阿哈詭異的笑著:“我將其稱之為吞噬的毀滅。”
“我一點都沒有想喝的欲望。”
應星撇了撇嘴。
“同意。”
淵明看向阿哈:“你確定這玩意能喝?”
“當然啊。”
阿哈揚了揚下巴:“非常好喝,不信你嘗嘗。”
阿哈調酒的宗旨不是用味道去壓製另一種味道,比如用酒水的味道去壓製貪饕觸足的血腥味。
他調酒的宗旨是中和,用某幾種味道中和,然後調節出一種新的,能夠為人所接受的味道。
這也許就是阿哈在調酒這一塊如此成功的原因吧。
淵明挑了挑眉,上前一步。
鏡流拽住他的衣袖:“要不然……算了吧。”
“沒事,總不可能有問題,頂多就是難喝點。”
淵明拍了拍她的手背,轉頭拿起酒杯,仔細端詳了一下。
濃厚的金色映襯出扭曲的觸手。
貪饕的那些“腿”沒有細到能裝在這個小杯裡……看起來阿哈還加工了一下。
“話說阿哈,你這樣調酒試酒的話,毀滅之血……酒豈不是用的很快?”
“啊,那個啊。”
阿哈摩挲著下巴:“嗯……隻要不是一次性取出太多,那東西還是能再生的。”
“那要是取的太多怎麼辦?”
“那沒辦法,隻能再去毀滅那借點了。”
阿哈聳了聳肩:“他肯定會很樂意的,畢竟他那麼善良。”
善良……
鏡流四人嘴角同時抽搐了一瞬。
燼滅禍祖善良?
……這些詞怎麼能組成一句話的呢?
應星看了看淵明和阿哈。
宇宙中兩個最會“識人”的星神。
一個能說出鏡流可愛這種正常人難以想象的話。
一個能說出燼滅禍祖善良這種全宇宙都覺得驚天動地的話。
關鍵他們兩個似乎還都是認真的。
燼滅禍祖和善良搭邊麼?
也許吧。
畢竟在納努克那裡,毀滅的透徹就是他的善良。
“淵明。”
阿哈看著淵明:“嘗嘗吧。”
淵明舉杯,試探性的抿了一口。
“味道很奇特。
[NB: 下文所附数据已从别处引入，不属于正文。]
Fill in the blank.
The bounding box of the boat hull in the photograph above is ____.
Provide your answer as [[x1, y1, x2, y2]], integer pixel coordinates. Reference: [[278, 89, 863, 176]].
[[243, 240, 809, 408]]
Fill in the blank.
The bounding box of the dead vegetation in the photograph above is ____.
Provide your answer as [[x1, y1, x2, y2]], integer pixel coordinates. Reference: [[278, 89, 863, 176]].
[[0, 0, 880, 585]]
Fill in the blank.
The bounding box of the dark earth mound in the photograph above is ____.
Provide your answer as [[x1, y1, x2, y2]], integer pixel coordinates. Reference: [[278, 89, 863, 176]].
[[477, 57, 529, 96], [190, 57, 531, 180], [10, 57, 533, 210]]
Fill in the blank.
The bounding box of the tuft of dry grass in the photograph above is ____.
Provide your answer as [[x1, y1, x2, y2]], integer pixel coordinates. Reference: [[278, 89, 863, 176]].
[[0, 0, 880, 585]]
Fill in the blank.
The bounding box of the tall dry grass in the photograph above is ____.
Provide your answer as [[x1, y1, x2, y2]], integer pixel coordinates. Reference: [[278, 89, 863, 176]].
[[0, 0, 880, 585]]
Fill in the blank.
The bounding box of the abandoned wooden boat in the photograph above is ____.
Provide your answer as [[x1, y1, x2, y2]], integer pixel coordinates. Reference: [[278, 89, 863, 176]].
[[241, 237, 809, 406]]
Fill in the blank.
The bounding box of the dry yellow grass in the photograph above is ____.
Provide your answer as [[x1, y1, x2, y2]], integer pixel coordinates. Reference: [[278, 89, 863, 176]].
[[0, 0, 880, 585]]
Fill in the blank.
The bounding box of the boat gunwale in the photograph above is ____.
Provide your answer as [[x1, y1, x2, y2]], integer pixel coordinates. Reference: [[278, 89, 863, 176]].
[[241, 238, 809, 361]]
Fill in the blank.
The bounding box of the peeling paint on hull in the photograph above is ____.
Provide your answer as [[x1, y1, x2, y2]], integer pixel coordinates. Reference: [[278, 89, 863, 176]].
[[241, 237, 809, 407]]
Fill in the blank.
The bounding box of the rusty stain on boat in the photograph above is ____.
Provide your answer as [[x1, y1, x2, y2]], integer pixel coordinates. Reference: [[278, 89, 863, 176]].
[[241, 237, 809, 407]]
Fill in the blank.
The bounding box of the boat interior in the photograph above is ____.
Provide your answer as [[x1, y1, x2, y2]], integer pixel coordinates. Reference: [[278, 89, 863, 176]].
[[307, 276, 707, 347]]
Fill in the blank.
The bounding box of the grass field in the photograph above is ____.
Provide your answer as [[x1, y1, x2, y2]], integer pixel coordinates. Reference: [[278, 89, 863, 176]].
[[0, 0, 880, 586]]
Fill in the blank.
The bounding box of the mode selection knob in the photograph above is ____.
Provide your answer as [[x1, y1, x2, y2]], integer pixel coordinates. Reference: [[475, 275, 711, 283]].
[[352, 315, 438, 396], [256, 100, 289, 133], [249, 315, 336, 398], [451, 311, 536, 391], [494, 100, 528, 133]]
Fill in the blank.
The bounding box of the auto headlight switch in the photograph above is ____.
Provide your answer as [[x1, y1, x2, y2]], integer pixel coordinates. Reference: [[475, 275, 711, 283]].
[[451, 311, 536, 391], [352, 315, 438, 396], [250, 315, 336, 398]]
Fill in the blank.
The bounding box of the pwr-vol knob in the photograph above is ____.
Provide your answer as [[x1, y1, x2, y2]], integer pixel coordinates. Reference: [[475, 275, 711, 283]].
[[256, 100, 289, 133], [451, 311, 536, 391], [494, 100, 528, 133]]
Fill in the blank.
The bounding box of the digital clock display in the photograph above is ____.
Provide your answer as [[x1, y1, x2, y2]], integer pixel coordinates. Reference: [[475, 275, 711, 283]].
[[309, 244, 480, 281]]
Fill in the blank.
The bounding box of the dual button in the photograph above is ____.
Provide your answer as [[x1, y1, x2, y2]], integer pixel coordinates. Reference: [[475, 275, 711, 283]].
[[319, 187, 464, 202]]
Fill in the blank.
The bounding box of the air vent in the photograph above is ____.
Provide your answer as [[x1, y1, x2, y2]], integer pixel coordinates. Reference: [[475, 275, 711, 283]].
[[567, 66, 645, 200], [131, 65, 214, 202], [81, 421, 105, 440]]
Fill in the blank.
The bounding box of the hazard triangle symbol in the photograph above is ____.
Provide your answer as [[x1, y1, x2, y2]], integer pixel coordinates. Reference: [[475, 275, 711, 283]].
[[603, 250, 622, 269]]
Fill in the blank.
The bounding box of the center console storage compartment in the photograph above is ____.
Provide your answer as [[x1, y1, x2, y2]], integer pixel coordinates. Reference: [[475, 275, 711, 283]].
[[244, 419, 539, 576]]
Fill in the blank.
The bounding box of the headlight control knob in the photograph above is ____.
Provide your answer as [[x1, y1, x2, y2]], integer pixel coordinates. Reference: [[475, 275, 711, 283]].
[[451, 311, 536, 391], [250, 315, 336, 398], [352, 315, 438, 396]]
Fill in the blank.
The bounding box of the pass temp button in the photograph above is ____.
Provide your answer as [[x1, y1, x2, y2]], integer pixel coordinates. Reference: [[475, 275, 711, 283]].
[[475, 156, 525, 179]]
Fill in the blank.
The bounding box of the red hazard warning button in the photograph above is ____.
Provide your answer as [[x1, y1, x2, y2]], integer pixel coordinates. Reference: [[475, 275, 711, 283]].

”
淵明品嘗之後,給出了較為中肯的評價。
“具體哪裡奇特?”
“是貪饕的血和毀滅的血融合在一起的原因麼……總感覺有種異常的……嗯……”
淵明摩挲著下巴,思索著到底該怎麼評價這種味道。
“阿流,你嘗嘗。”
淵明擦了擦杯沿,把酒杯遞給鏡流。
鏡流接過,抿了一口。
她微微蹙起眉頭。
“有種……很立體的奶油味道。”
鏡流歪了歪頭:“和原來吃過的那種還不一樣。”
“真的奶油味?”
白珩眼睛一亮,舉起手:“常樂天君!申請來一杯!”
“通過!”
阿哈打了個響指,咧嘴笑著,抬手又調了一杯。
少放入一些貪饕觸足,然後加上毀滅之酒,最後加上一點……白珩也叫不上名字的酒水。
“阿流,好喝嗎?”
淵明轉頭,小聲問道。
“我覺得挺好喝的。”
鏡流摩挲著下巴。
出乎預料。
沒想到星神的軀體竟然能創造出這樣的味道。
“說起來,沒想到星神會有這樣的味道。”
淵明看了看自己的胳膊。
他的血不會也很美味吧……
“你在想什麼……”
鏡流抓住淵明的胳膊:“從彆的星神身上取就算了,彆從自己身上取材。”
“阿流……你夫君還沒那麼傻。”
淵明無奈的伸手拍拍她的腦袋。
“給,您要的酒水……貪婪的毀滅。”
“不是叫吞噬的毀滅嗎?”
白珩眨眨眼。
“啊……阿哈忘了。”
阿哈拍了拍腦袋。
“阿哈,你是老頭啊?”
淵明回頭看向他:“年紀大了記不住事。”
阿哈:……
要說宇宙中唯一一個會損歡愉星神的也就混沌星神了。
彆的星神要麼沒有那個腦子,要麼就是對自己命途以外的其他事情漠不關心。
就像是巡獵嵐。
阿哈跟他一路,嵐都不回頭看一眼。
……
第二卷到此也就結束了,沒有什麼需要解釋或者敘述的了,如果有請發在段評裡,我統一回複。
第三卷:過往未來,即將登場。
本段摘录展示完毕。